Shelby Wasil, PA 3rd Year
In the 1960s, there was a severe shortage of healthcare professionals in the United States. In order to meet the health demands of the American population, Duke University in North Carolina put together a program to educate a new kind of healthcare professional. Students were educated like those enrolled in medical school, but at an accelerated pace. The idea took so well that schools all over the nation began to start programs of their own, with Duquesne’s beginning in 1993. The result? A brand new member to the healthcare field: the physician assistant .
Because physician assistants are becoming more prevalent, more people are curious about what they really do. As a physician assistant major, I’m being trained to examine all kinds of patients. I will be able to work in nearly every medical environment, from assisting in surgeries to writing prescriptions at a general practice . We work alongside our physicians in order to provide patients with a more personal healthcare experience that a busy doctor may not be able to offer on their own. Here at Duquesne, we are learning the crucial anatomy and physiology that is central to assessing the health of the patient, but also we are learning about the need for effective communication between co-workers and patients.

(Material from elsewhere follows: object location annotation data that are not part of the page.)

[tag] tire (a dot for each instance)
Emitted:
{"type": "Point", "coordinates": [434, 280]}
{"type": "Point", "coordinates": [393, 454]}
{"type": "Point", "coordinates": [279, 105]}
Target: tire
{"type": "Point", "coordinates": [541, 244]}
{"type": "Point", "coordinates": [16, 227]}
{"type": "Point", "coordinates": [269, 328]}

Although a physician assistant works primarily with a physician,
a PA must communicate with the entirety of the healthcare team in a workplace. Therefore, nurses and physician assistants work very closely together and communication and collaboration between the two is absolutely crucial. A PA may rely upon a nurse for updates on a patient while the PA cannot be present to check on them. A nurse may assess a patient for a physician assistant to examine and draw conclusions about later. This symbiotic relationship ultimately provides a patient with a more personal and all-encompassing experience at an appointment. Both professionals have to be able to discuss a patient’s symptoms, concerns, and options with one another. Effective communication requires mutual respect for one another’s professions, as well as the shared goal that is the patient’s recovery . It is obvious to me that a physician assistant cannot function to their full potential without excellent communication with nurses in their workplace.